Müller dementiert - noch

Seinen Ausführungen nach ist Beric weiterhin Spieler des SK Rapid, da St. Etienne bisher nicht die Forderungen der Grün-Weißen erfüllen konnte. Trotz finaler Verhandlungen könnte der Deal noch scheitern, da Rapid nicht nachgeben will.

Das Angebot schnellte noch einmal in die Höhe, Reading wurde knapp überboten (5,4 Mio.), und Club Brügge dürfte im finalen Wettbieten nicht mehr mithalten wollen.

Trotzdem könnte nun alles sehr schnell gehen. Sollten sich die Gerüchte bestätigen, würde es nur mehr die wenigsten überraschen.

Der Angreifer wird schon im Heimspiel gegen Mattersburg nicht mehr im Kader stehen.

Das bestätigt Müller vor dem Spiel im TV-Interview: "Um ihn zu schützen, habe wir ihn aus dem Kader genommen. Es ist nur mehr St. Etienne im Rennen. Wir sind in der finalen Entscheidungsphase, aber ich kann noch nichts bestätigen."

Gibt Rapid schlussendlich nach, sind die Aussichten nach einem annähernd adäquaten Ersatz zudem überschaubar.

Schlechte Karten im Poker

Wobei man von Seiten der Hütteldorfer ohnehin nie ausschließen wollte, dass man auch im Falle eines Verkaufs nicht unbedingt mehr aktiv werden würde.

St. Etienne hingegen setzt auch durch die Qualifikation für die Europa-League-Gruppenphase alles auf eine Karte.

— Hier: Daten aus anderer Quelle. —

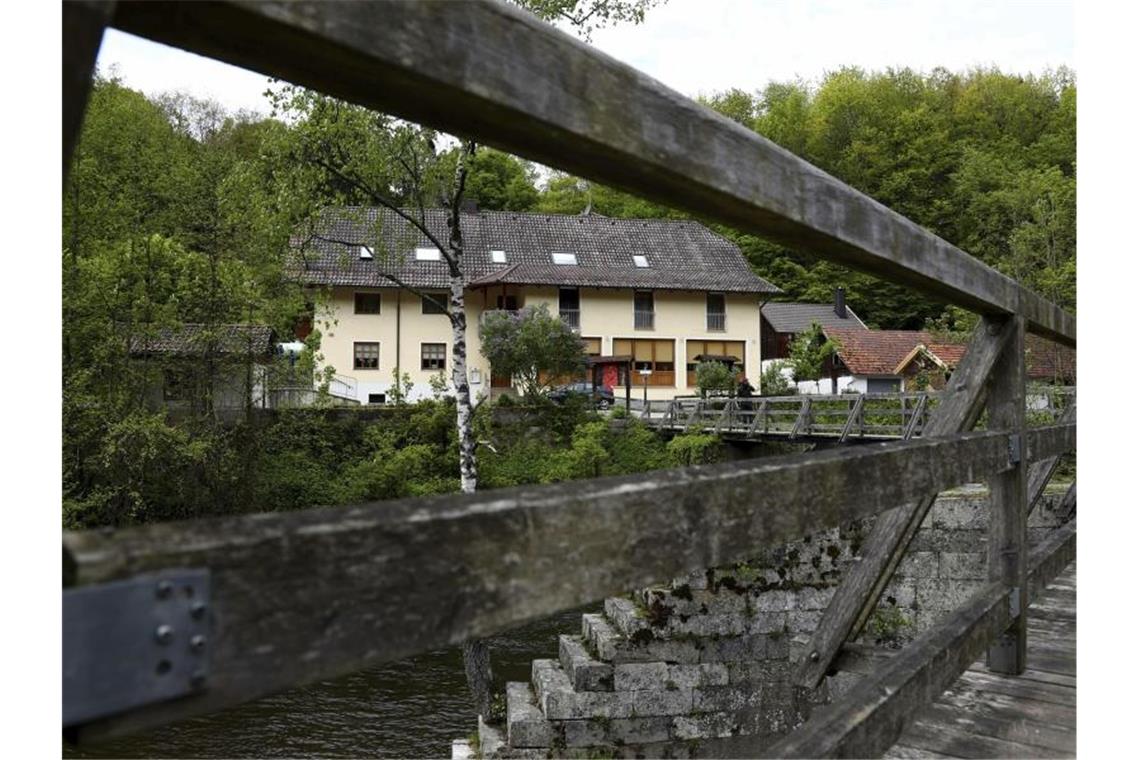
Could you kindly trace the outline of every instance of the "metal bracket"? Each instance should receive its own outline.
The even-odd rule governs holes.
[[[205,688],[210,571],[165,570],[63,591],[63,725]]]
[[[1009,463],[1011,465],[1021,463],[1021,434],[1020,433],[1012,433],[1009,436]]]
[[[1021,589],[1013,588],[1009,592],[1009,617],[1016,619],[1021,617]]]

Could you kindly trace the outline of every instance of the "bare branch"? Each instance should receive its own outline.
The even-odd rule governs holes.
[[[315,232],[309,236],[309,240],[321,240],[321,241],[324,241],[326,243],[337,243],[337,244],[340,244],[343,246],[347,246],[349,248],[354,248],[356,246],[361,245],[360,243],[357,243],[355,241],[344,240],[341,238],[327,237],[325,235],[318,235]],[[432,304],[434,304],[437,308],[439,308],[443,311],[447,310],[447,304],[443,303],[442,301],[437,300],[435,295],[428,293],[427,291],[420,290],[415,285],[409,285],[408,283],[401,280],[398,276],[391,274],[389,272],[385,272],[385,271],[381,270],[379,267],[377,267],[377,269],[376,269],[376,274],[377,274],[377,276],[382,277],[385,280],[388,280],[393,285],[396,285],[397,287],[403,288],[404,290],[408,291],[409,293],[411,293],[413,295],[417,295],[420,298],[427,299]]]

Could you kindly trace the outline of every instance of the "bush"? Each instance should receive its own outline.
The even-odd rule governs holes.
[[[674,465],[710,464],[720,461],[723,445],[711,433],[684,433],[665,446]]]
[[[796,392],[784,375],[784,368],[787,366],[787,362],[775,361],[760,374],[761,396],[790,396]]]
[[[736,373],[723,362],[701,362],[697,365],[697,390],[702,397],[732,395],[736,391]]]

Trainer Christophe Galtier stellte schon am Freitag unmissverständlich klar: „Entweder Beric oder niemand! Es gibt keinen Plan B, aber wir stehen in Konkurrenz mit anderen Interessenten. Die Verhandlungen mit Beric laufen seit drei Tagen. Er sagte mir, er wird zu uns wechseln, wenn sich Rapid nicht für die Champions League qualifiziert.“

Die verpasste Champions League könnte Rapid im Poker um den Torgaranten nun zum Verhängnis werden. Da scheint auch ein Mega-Vertragsangebot bis 2019 zu weitaus besseren Konditionen als bisher Beric nicht aufhalten zu können.

Mutmaßlich gibt es nach dem Heimspiel gegen Mattersburg mehr Informationen. Nicht auszuschließen, dass der Transfer dann schon in trockenen Tüchern ist.